In The Promise of Artificial Intelligence, Brian Cantwell Smith argues that even a new, second wave of AI will not “lead to genuine intelligence,” though it “will achieve formidable reckoning prowess.” Recalling Weizenbaum, he argues that machine learners reckon but cannot judge. Judgment, for the philosopher, involves engagement with and “deferral” to the world. We are committed to that which surrounds us epistemologically, and machines are not. Whatever they gather, detect, express, ultimately comes from us. We depend on context, but machines depend on input — a distinction descended from Dreyfus. Nets have learned to talk, but they “do not know what they are talking about.”

This lack of awareness has not prevented the second wave of AI from breaking through any cordon that Weizenbaum, Smith, or anyone else might have wanted to place around it. Instead of manipulating “symbols,” it operates by connecting data points and detecting patterns. The philosopher Gilbert Simondon once called the evolution of technology “serrated,” marked by single discoveries, like the steam engine or the vacuum tube, that launched a middle-term development followed by a plateau. Serration is a good image for AI too, guided as it is by science-fictional aspiration that is always defeated, but spins out technical plateaus from which economic and social effects devolve. Where symbolic AI played semiotic games — even language games — machine learning has gained purchase in the interstices of our processes of reasoning, creation, and governance.

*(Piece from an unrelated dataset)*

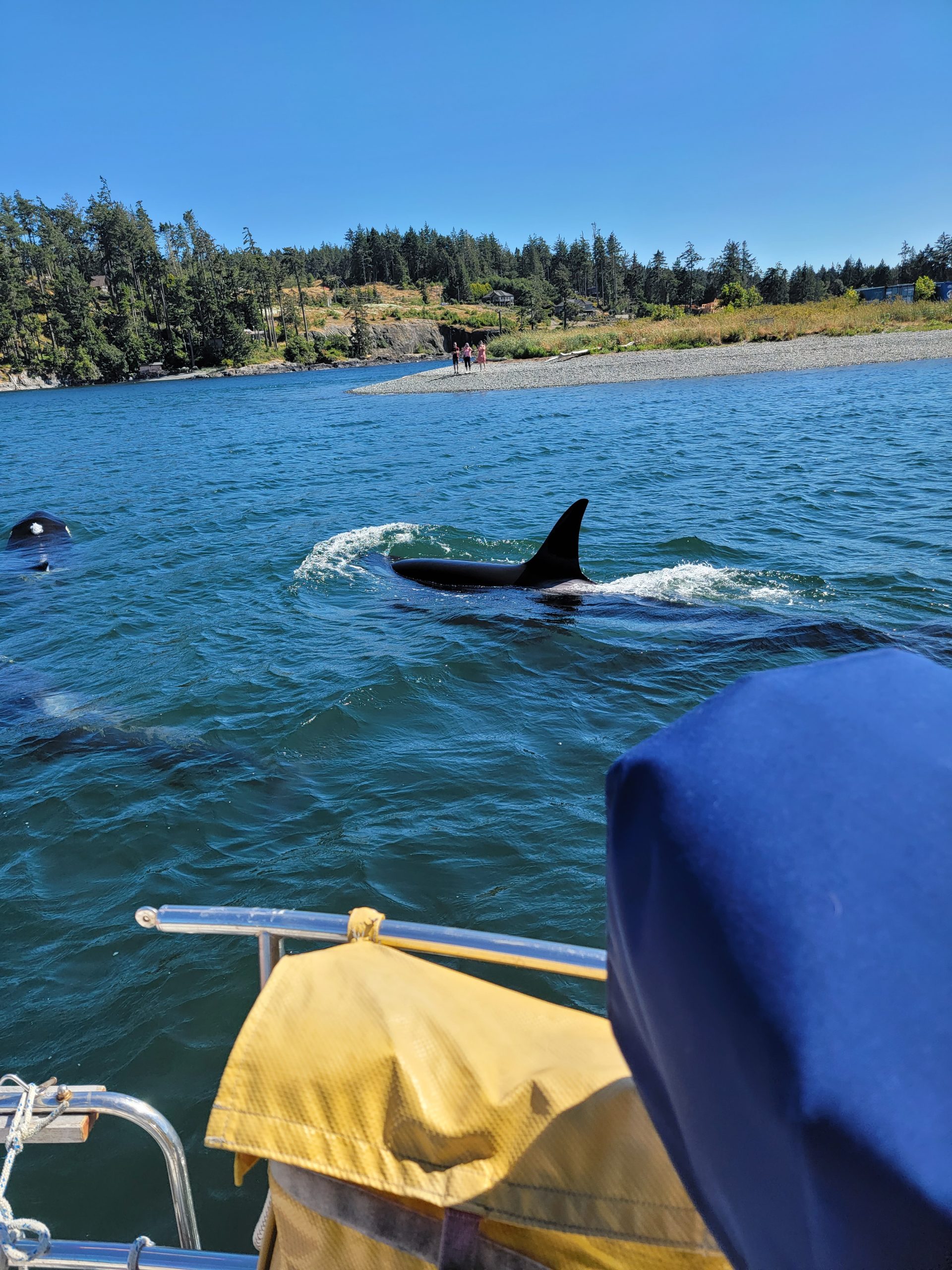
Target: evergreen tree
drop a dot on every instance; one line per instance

Because there is so much digital data now, patterns really can be detected, some of them alien to human concepts. Smith says that the interest of deep learning is in the recognition that the world is “ineffably dense.” First-wave AI erred by thinking of rationality as “postregistration,” something we do on top of and after we have neutrally gathered perceptions. On this view, what is gained in perception is innocent of logical manipulation, and should be equally well handled by a rational human or a logical machine. Machine learning, on the other hand, “is helping to open our eyes to what phenomenologists have long understood: that holding registrations accountable to the actual (nonregistered) world is part and parcel of intelligence, rationality, and thought.” The only catch is that the “registration” of the net is caught between a human source and an algorithmic process, so that rather than intelligence we get the proliferation of half-automated signs, unreliable shards of what would be judgment or wisdom. Patterns exist everywhere, after all, not just in images but also in what we might take to be the most intimate and private space of our minds.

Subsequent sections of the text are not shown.